You don’t budget properly
First of all, are you budgeting well? Do you know your incomings and outgoings, and are you allowing for every last thing? There’s a lot to think about, of course. There are your bills, insurance costs, and rent and wages. There’s employee benefits, and monthly subscriptions to services, consultants, and industry magazines. And, we haven’t even mentioned your company car payments or fuel costs yet, either. When you draw up a budget, it is vital that you include every last thing. And, don’t forget about special occasions, too. Christmas work parties and staff training or trips can all cost an enormous amount of money. So, you should be including them in your monthly savings when you draw up an annual budget.

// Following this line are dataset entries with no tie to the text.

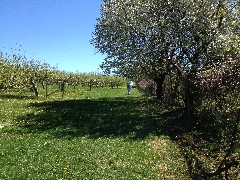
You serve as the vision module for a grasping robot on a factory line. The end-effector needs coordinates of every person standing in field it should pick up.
[127,81,133,95]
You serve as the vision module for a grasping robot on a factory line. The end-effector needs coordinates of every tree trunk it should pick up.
[184,74,194,119]
[29,78,38,97]
[153,74,165,101]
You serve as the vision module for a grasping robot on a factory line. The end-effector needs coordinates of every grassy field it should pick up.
[0,87,238,180]
[0,88,189,179]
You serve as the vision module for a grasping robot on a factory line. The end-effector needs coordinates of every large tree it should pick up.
[92,0,239,107]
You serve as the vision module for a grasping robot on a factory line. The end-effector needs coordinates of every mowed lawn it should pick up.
[0,87,190,180]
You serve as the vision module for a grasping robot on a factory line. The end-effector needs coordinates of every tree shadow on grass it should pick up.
[17,97,223,179]
[17,97,191,139]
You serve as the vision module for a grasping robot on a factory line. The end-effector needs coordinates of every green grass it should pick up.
[0,88,189,179]
[3,86,238,180]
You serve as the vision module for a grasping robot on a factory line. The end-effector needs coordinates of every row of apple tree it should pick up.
[0,54,127,97]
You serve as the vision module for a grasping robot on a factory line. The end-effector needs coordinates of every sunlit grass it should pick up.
[0,87,189,179]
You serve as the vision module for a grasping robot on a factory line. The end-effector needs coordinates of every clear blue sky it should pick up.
[0,0,104,72]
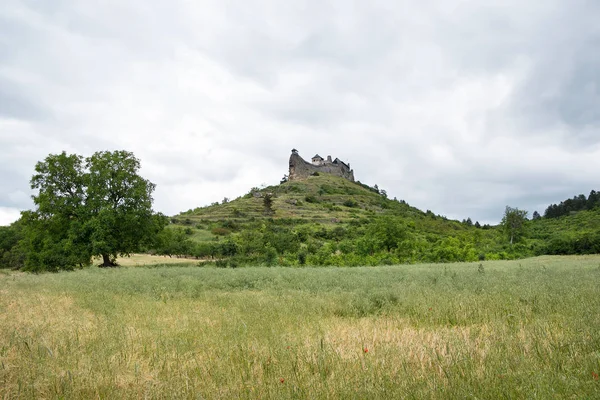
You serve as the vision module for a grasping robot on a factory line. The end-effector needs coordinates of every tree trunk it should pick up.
[100,254,117,267]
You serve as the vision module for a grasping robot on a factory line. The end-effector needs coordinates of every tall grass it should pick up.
[0,256,600,399]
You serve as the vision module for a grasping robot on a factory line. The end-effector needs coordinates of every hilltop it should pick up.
[166,174,516,265]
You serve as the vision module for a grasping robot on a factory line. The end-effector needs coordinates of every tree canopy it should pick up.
[23,151,167,270]
[501,206,527,244]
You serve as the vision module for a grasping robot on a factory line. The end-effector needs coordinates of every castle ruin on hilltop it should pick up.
[289,149,354,182]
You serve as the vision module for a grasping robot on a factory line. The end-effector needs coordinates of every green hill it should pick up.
[157,174,600,266]
[158,174,523,265]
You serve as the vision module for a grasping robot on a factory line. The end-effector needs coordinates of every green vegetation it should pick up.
[11,151,167,271]
[0,152,600,271]
[162,174,600,266]
[0,256,600,399]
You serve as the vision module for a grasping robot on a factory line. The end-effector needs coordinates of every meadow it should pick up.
[0,256,600,399]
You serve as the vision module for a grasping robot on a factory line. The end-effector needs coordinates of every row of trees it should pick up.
[4,151,168,271]
[544,190,600,218]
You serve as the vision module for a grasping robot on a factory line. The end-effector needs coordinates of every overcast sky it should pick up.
[0,0,600,225]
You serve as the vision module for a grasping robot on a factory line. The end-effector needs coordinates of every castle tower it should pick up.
[288,149,354,182]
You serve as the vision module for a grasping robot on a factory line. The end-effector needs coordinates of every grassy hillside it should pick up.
[157,174,600,266]
[0,256,600,399]
[158,174,522,265]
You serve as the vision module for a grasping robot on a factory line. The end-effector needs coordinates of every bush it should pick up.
[210,227,231,236]
[304,194,319,203]
[342,199,358,208]
[298,251,306,265]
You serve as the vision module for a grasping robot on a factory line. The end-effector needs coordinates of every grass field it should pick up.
[0,256,600,399]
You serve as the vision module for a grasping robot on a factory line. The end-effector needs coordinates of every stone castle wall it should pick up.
[288,152,354,182]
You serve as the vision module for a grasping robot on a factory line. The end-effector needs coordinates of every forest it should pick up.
[0,151,600,271]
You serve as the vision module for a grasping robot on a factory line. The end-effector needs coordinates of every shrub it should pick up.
[304,194,319,203]
[342,199,358,208]
[298,251,306,265]
[210,227,231,236]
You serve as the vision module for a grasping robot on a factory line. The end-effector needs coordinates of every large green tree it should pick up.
[500,206,527,244]
[23,151,166,270]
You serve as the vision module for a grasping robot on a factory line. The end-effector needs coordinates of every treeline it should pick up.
[156,215,533,266]
[544,190,600,218]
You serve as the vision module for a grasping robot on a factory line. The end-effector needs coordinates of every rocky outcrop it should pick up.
[288,149,354,182]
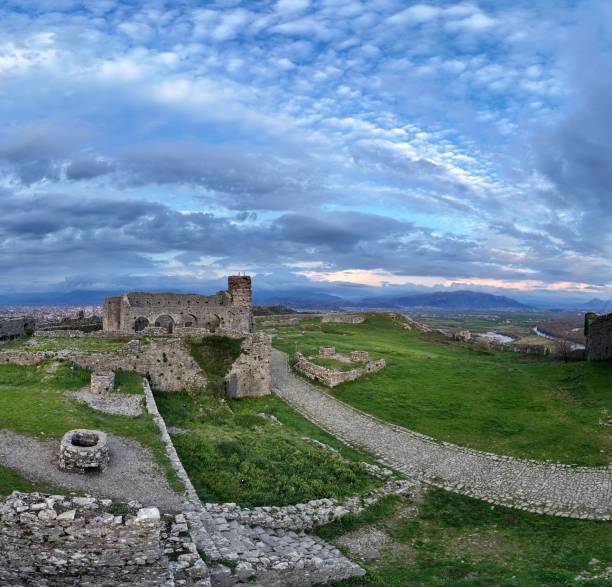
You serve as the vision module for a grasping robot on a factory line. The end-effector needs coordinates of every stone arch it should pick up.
[204,314,221,332]
[155,314,174,334]
[181,314,198,328]
[134,316,149,332]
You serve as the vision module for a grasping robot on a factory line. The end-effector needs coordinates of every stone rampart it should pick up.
[0,338,206,391]
[321,314,365,324]
[585,314,612,361]
[295,353,385,387]
[225,334,272,398]
[0,492,210,587]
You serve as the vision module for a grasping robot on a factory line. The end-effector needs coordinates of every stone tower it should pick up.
[227,275,252,308]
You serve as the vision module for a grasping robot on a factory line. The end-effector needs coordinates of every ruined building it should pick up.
[104,275,255,334]
[584,312,612,361]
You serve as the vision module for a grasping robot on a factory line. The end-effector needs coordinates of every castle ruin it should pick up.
[584,312,612,361]
[103,275,255,334]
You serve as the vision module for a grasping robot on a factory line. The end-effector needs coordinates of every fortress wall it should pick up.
[586,314,612,361]
[225,334,272,398]
[0,492,210,587]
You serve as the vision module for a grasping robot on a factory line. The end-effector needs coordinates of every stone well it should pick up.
[91,371,115,394]
[319,346,336,357]
[59,429,109,472]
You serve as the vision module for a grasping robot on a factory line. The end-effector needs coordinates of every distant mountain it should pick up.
[253,290,348,310]
[360,290,528,310]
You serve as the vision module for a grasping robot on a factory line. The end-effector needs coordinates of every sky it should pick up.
[0,0,612,299]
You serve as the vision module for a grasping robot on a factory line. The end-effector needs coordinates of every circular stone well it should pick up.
[59,429,109,472]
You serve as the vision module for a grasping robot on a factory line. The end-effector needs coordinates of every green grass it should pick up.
[0,362,183,491]
[0,336,130,353]
[317,489,612,587]
[187,336,242,396]
[155,393,380,507]
[308,357,363,371]
[0,466,66,495]
[267,314,612,466]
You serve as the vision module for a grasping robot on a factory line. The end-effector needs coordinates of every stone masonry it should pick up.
[272,350,612,520]
[104,275,255,334]
[295,347,385,387]
[0,492,210,587]
[90,371,115,395]
[225,334,272,398]
[584,313,612,361]
[321,313,365,324]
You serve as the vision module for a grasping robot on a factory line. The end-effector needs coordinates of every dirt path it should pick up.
[272,349,612,520]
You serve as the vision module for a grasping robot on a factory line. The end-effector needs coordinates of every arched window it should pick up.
[155,314,174,334]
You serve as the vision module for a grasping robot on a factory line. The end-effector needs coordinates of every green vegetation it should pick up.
[0,362,182,490]
[2,336,130,353]
[155,393,380,507]
[187,336,242,396]
[308,357,363,371]
[318,489,612,587]
[115,371,144,395]
[266,314,612,466]
[0,466,65,495]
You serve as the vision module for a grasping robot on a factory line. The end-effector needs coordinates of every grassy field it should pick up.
[317,489,612,587]
[308,357,364,371]
[0,336,130,353]
[155,393,380,507]
[0,363,182,491]
[264,314,612,466]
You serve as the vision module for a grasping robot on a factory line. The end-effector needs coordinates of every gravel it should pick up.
[0,430,184,512]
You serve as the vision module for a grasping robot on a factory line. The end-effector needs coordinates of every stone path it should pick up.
[0,429,183,512]
[272,349,612,520]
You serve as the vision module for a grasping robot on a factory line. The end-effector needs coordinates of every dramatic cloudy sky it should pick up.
[0,0,612,297]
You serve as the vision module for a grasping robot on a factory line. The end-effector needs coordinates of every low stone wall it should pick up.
[0,338,206,391]
[0,492,210,587]
[295,353,385,387]
[205,480,417,530]
[321,314,365,324]
[225,334,272,398]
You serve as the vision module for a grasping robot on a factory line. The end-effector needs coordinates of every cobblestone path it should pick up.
[272,349,612,520]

Your expenses are higher than you think
How much do you budget for your expenses? Are you sure it’s enough? Take your utility payments, as an example. The trouble is, utility companies change the price of your energy as and when they want to, assuming you are using more than you should. And, they don’t necessarily have to tell you. You might think that £1000 per month will cover everything, but what happens in the winter time when your heating bills go up? They will take more from your account to cover the extra, which might leave you short in other areas. It’s the same for other expense areas in your business. So, it’s always a good idea to keep on top of your essential spending every month and leave a little more money aside for them. This way, you will always have enough to pay, and you won’t end up with a budget hole.
You don’t adjust it when you need to
As we mentioned above, always adjust your budget as and when you need to. It’s no good laying out your spending and income at the start of the year and leaving until the next. All your payments will change, and you might lose or earn more income. Whenever something changes, make sure you adjust - it’s the only way to keep your business finances afloat. It’s so important, especially when things are tight. If you don’t adjust, you might suffer an unexpected hit.
You don’t pay enough attention to your expenses
It can be tough to keep on top of your budget when the prices of things fluctuate so much. Again, you need to allow for those fluctuations and adjust your budget as and when you need to. Take petrol and diesel, for example, and let’s say you run a small fleet of delivery vehicles. One month you might get by on £1500-worth of fuel, but the next, you could see that go up to £2000 - even if your distances are the same. There are other things that work like this to think about, too. Your phone bill, for example, can have dramatic differences on a monthly basis, that you may not even notice. It might only be £100-200 per month, but over the year, that soon adds up and eats away at your profits.
You don’t run a surplus
There are lots of things that can happen in business that you don’t expect - and almost always, they will cost you money. If you don’t run a surplus or have anything put away for a rainy day, then it’s going to have a dramatic impact on your budget. Make sure you are saving as much as possible to help you fill those gaps. Keep it separate from your main business account, and always top it up as and when you can. It won’t take long to build up a decent amount of surplus, but at the same time, it won’t take long to spend it! Car repairs, emergency maintenance on your premises - all these things and many more can cost a fortune. Without a surplus in place, how can you expect to pay for them without impacting on your everyday business?
You don’t understand your industry standards
Every business is different, but some are more similar than others. You should be able to find a rough idea of revenue percentages for the industry you serve, and use this as a guide. Try your local library, or even check the HMRC website for some statistics. Small businesses can be more difficult to judge, of course. There is a lot more uncertainty about how much money you will bring in, and how much money you will save. Plus, of course, small business owners don’t have the deep pockets of their larger competitors, to see them through tough times.
You don’t have an accountant
Finally, if you are struggling to control your budgeting, and haven’t got an accountant - why not? Hire an accountant or a financial director and you will have a much tighter grip on your finances. They will save you an awful lot of money, from your tax payments all the way down to your laundry bill. It’s not important for an entrepreneur or business owner to know everything - and in many cases, it’s best to stick to what they do best: making money. But, regarding making savings and getting the most value out of your business, it makes sense to hire a professional. Not only will they be able to cut your costs, but they will also be able to advise you on maximising your profits. That gives you a better bottom line, a better top line, and more profit to protect your business for long into the future.